What Is Unseen
One of the earliest lessons I learned was "not to judge a book by its cover." This lesson was taught to me by my mother after I had complained about a "crabby neighbor." Mom sat me down and asked me why I thought the neighbor was crabby. I explained that when ever I saw the older woman, she always had a scowl on her face and simply looked mean.
"Did you say, "Hi!" to her?" Momma asked.
"No...she looked mean, Momma," I explained.
"Well perhaps, she isn't mean. People wear masks that hide what is happening inside them. Perhaps, she is sad because her husband died a few months ago. Perhaps, she is in pain. Perhaps, she doesn't think anyone cares about her. There are many reasons why people look mean, but many times it is not because they are mean. Why don't you smile and say, "Hi!" to her next time."
As always, my Momma's wisdom ran deep. The next day when I saw our neighbor, I greeted her. She smiled the most lovely smile and greeted me back. One thing led to another; I was soon a regular visitor to her tiny apartment.
I thought I knew all about masks from this one incident, but I had a great deal to learn. Over the past 50 odd years, I have learned that people wear masks for many reasons. I have also learned that the mask that is the most difficult to see through is the smiling one worn by those in chronic pain.
Too often, those of us who have chronic pain make a choice. We decide to smile and move forward the best we can in spite of the torment that is going on within us. We are told we have high tolerance. We are told that we must be faking. We are told how great we look, while only a few really see what lies behind the mask.

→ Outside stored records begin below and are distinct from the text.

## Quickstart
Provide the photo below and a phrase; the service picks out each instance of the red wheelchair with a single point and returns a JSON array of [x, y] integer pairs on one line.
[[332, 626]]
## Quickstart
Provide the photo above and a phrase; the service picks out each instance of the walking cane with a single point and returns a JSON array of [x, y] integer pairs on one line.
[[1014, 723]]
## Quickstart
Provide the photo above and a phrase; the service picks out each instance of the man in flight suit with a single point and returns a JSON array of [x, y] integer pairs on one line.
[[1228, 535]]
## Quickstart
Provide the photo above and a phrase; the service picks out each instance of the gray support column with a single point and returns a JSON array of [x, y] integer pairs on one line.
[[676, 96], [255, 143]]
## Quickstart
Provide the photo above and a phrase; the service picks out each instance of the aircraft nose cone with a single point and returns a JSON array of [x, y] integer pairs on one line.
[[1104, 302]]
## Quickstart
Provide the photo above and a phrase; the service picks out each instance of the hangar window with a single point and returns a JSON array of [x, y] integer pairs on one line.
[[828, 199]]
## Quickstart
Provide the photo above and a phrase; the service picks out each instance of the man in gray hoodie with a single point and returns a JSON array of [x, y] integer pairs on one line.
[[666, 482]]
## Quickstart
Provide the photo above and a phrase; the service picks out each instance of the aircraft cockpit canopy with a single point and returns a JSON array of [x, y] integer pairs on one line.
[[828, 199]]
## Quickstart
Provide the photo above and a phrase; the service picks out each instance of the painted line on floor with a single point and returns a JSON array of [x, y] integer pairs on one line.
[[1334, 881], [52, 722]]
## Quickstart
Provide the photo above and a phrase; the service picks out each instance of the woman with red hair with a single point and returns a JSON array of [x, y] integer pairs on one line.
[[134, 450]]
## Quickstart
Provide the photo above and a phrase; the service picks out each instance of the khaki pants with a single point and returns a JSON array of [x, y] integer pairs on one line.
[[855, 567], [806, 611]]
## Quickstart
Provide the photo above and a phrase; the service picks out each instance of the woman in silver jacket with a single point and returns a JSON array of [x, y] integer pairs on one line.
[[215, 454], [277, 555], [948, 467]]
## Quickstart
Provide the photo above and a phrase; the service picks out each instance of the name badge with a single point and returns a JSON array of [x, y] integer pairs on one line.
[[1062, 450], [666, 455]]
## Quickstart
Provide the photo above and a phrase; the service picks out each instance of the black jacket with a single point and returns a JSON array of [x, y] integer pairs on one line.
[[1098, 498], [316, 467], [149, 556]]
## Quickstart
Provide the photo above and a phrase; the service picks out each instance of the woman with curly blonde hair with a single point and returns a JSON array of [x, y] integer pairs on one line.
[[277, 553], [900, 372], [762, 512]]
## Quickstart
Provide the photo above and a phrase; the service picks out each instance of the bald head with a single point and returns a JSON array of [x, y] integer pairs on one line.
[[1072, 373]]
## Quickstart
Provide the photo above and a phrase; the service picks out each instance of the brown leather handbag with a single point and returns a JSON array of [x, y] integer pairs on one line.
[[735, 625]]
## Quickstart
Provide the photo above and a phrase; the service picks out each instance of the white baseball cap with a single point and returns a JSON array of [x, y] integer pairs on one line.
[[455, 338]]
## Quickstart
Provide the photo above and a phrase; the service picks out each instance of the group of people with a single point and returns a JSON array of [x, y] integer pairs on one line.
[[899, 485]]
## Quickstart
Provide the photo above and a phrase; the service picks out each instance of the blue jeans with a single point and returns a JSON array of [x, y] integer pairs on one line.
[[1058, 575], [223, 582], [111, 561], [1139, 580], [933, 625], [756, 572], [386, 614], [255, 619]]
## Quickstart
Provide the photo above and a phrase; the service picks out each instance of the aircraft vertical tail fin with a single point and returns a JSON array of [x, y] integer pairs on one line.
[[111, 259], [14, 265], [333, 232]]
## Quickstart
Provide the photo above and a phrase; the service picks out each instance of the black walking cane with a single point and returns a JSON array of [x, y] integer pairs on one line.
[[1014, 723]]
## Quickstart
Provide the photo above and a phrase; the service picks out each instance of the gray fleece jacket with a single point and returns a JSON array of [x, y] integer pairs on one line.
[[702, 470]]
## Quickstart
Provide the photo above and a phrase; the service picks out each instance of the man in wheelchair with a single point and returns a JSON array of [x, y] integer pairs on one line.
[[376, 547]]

Chronic pain is one of those silent conditions that doesn't jump up at you like a broken leg or horrendous scar. Like its sister chronic illness, it can go unnoticed by even those closest to the inflicted. But, don't be fooled.
When someone smiles and says, "I'm fine, thanks," or even "I'm great. How are you?" look deeply into their eyes. Think about what you see - remember pain can be both physical as well as emotional (Sometimes it is both!). Is there an underlining sadness or a look of woe? Does the person move a bit too slow, or seem to have difficulty transitioning from sitting to standing, standing to sitting? When they don't think you are looking at them, do you see them clenching their jaw or wringing their hands?
Usually, those of us with chronic pain have spent years ignoring it because others have told us what we feel isn't there. These others include doctors, nurses, teachers, ministers as well as family and friends. Unfortunately, many of us listen to these others and in doing so, learn to hide our pain. We become adept as "rising above" the pain so that we can go to work, take care of our families and enjoy life with our friends.
However, the masquerade doesn't last forever. Sooner or later, things become too much. Those in chronic pain who push themselves to this point either end up with other issues because their bodies cannot function well any more, or they simply cannot stand the pain any longer. They are forced to say no, to rest, to go for medical care, to take medications and to say no some more.
Saying no causes a great deal of conflict. People who don't see the pain, can't understand why this person who looks perfectly fine to them, is now saying they can't do that extra project, can't have tea, can't drive over for a visit, can't do whatever it is that the other wants/needs them to do. Relationships deteriorate, employers get angry and people turn their backs.
Don't judge a book by its cover. Don't let a smile lure you into thinking everything is great. Take the time to peek behind the masks to see what is happening behind it.